Scaling Video Training with Parallelism

📝 Yukang Chen, Luozhou Wang, Wei Huang, Shuai Yang, Weian Mao, Song Han
📅 June 3, 2026 ⏱️ 12 min read

Long-video training changes the unit of distributed computation. A short video sample can belong to one GPU. A long video sample may already be too large, too irregular, or too objective-dependent for a single worker to own.

The previous post argued that video generation is becoming an infrastructure problem. This post zooms in on one specific infrastructure question: how do we train on a single video sequence that is too long for a single GPU, without breaking the semantics of the model, the modality, or the training objective?

The answer is not simply “use more GPUs.” Data parallelism gives more samples to more workers. Tensor parallelism splits matrix dimensions. Model parallelism, including pipeline-style layer splits, splits the model itself. For long videos, the painful dimension is often inside one sample: the temporal/context sequence itself, whether represented as visual tokens or latents, plus the attention masks and loss-bearing targets that define the objective.

1. What sequence parallelism actually parallelizes

SP is the parallelism axis for the inside of one sample. Data parallelism splits samples; tensor and model parallelism split model computation. Sequence/context parallelism splits the time or context dimension itself.

This matters once a single video becomes hundreds or thousands of frames, but the bottleneck is not always just token count. LongVILA is a token-heavy example: 1400 frames become about 274K tokens, with training contexts up to 2M tokens. LongLive-2.0 is different: AR teacher forcing represents each temporal chunk in two streams, clean history and noisy target. If generic SP shards the concatenated clean/noisy sequence, some ranks can become clean-heavy while others carry the target loss, and VAE encoding can still be replicated. Balanced SP changes the ownership unit: each rank keeps the clean/noisy pair for the same temporal chunk and VAE-encodes only its local chunk plus a left halo [1] [2].

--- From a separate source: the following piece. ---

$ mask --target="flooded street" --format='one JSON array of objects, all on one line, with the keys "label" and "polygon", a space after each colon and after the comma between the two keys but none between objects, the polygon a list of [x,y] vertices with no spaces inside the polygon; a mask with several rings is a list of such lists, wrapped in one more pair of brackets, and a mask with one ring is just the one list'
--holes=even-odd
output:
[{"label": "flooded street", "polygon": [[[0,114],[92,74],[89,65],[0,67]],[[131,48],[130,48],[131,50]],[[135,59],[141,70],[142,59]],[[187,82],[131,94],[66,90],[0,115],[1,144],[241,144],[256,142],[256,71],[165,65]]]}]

Short video training: many samples  -> split the batch
Long video training:  one sample    -> split inside the sample

The mental model is:

Figure 1. Generated animated diagram. Data parallelism splits samples, tensor parallelism splits hidden dimensions, model/pipeline parallelism splits model depth, and sequence/context parallelism splits inside a single sample.

Parallelism	What it splits	What it solves	Why it is not enough alone for long videos
Data parallelism / FSDP / ZeRO	Batch, parameters, gradients, optimizer state	Parameter and optimizer memory; throughput across samples	A single video sample can still be too long for one rank.
Tensor parallelism	Hidden dimensions, attention heads, MLP dimensions	Large matrix operations inside a layer	The sequence activation may still be too large.
Model / pipeline parallelism	Transformer layers or other model partitions	Deep models that do not fit on one device	Each stage or partition may still see the full sequence.
Sequence / context parallelism	Sequence, context, or time dimension	Long sequences whose activations and attention do not fit on one device	The shard must match modality, objective, masks, and hardware.

In this post, SP means the broad form of sequence/context parallelism: partitioning the context, time, or token dimension of one sample across ranks. For long video, that partition must also respect modality, objective, masks, and hardware topology [4] [9].

2. A short map of SP systems

Before looking at video, it helps to place LongVILA and LongLive-2.0 on the SP map.

Sequence Parallelism from a system perspective. Li et al. framed sequence parallelism as a way to break the input sequence length limitation by splitting a long sequence into chunks and distributing those chunks across devices [3].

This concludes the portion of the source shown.